3. processor - a natural or legal person, authority, institution or other body processing personal data on behalf of the data controller.

4. Recipient - any natural or legal person, authority, institution or other body to which personal data is disclosed, whether or not it is a third party.

5. Employees - employees, including temporary workers in relation to the hirer, to their vocational training, employees, participants in benefits for participation in working life as well as in clarifications of professional aptitude or work trials (rehabilitants), employees in recognised workshops for disabled persons, volunteers providing a service under the Youth Voluntary Service Act or the Federal Voluntary Service Act, persons who are to be regarded as employment-like persons because of their economic dependence. These include homeworkers and their peers, federal civil servants, federal judges, soldiers and civil servants. As well as applicants for an employment relationship and persons whose employment relationship has ended.

6. third party - a natural or legal person, authority, institution or other body other than the data subject, the data processor, the data processor and the persons authorised to process the personal data under the direct responsibility of the data processor or the data processor.

7. Profiling - any automated processing of personal data consisting of the use of such personal data to evaluate certain personal aspects relating to a natural person. In particular, to analyse or predict aspects relating to the work performance, economic situation, health, personal preferences, interests, reliability, behaviour, whereabouts or relocation of this natural person.

8. Restriction of processing - the marking of stored personal data with the aim of restricting their future processing.

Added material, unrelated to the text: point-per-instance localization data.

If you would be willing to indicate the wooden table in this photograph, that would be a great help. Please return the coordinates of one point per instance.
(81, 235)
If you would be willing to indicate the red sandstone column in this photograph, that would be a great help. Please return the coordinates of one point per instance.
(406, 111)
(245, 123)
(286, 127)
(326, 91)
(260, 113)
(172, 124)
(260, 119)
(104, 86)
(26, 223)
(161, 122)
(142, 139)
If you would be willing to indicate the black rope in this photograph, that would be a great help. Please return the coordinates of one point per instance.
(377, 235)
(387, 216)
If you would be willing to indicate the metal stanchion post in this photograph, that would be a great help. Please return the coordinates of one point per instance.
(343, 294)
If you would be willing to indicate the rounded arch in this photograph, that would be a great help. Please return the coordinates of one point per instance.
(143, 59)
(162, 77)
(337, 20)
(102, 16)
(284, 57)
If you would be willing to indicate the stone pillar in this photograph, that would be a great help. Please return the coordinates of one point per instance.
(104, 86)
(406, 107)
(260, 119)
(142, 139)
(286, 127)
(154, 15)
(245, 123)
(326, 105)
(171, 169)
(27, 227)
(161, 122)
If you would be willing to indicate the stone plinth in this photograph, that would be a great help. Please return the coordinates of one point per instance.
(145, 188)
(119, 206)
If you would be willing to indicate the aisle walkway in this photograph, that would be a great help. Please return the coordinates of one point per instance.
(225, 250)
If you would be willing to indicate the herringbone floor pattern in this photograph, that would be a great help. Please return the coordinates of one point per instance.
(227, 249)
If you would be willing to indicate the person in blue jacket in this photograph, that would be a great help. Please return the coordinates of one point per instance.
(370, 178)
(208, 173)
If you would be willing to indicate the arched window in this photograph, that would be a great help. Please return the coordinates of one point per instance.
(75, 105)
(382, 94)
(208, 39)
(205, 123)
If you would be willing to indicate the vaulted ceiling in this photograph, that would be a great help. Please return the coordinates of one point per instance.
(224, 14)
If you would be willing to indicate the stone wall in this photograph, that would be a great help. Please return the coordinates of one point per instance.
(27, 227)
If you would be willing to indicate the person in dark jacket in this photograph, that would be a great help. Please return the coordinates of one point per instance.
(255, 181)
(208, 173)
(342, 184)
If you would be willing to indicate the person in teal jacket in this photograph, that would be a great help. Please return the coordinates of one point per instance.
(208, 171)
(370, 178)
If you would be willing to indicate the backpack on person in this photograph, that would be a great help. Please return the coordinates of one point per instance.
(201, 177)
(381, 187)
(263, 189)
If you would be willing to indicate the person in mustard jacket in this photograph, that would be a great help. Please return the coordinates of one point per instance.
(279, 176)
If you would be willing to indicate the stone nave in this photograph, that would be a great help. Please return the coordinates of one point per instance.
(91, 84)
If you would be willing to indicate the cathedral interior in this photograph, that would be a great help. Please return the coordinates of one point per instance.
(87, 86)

Changes to this Privacy Policy

We reserve the right to change our data protection declaration if necessary and to publish it here. Please check this page regularly. The updated declaration shall enter into force on publication, subject to the legislation in force. If we have already collected information about you that is affected by the change and/or is subject to a legal obligation to provide information, we will also inform you of any material changes to our data protection declaration.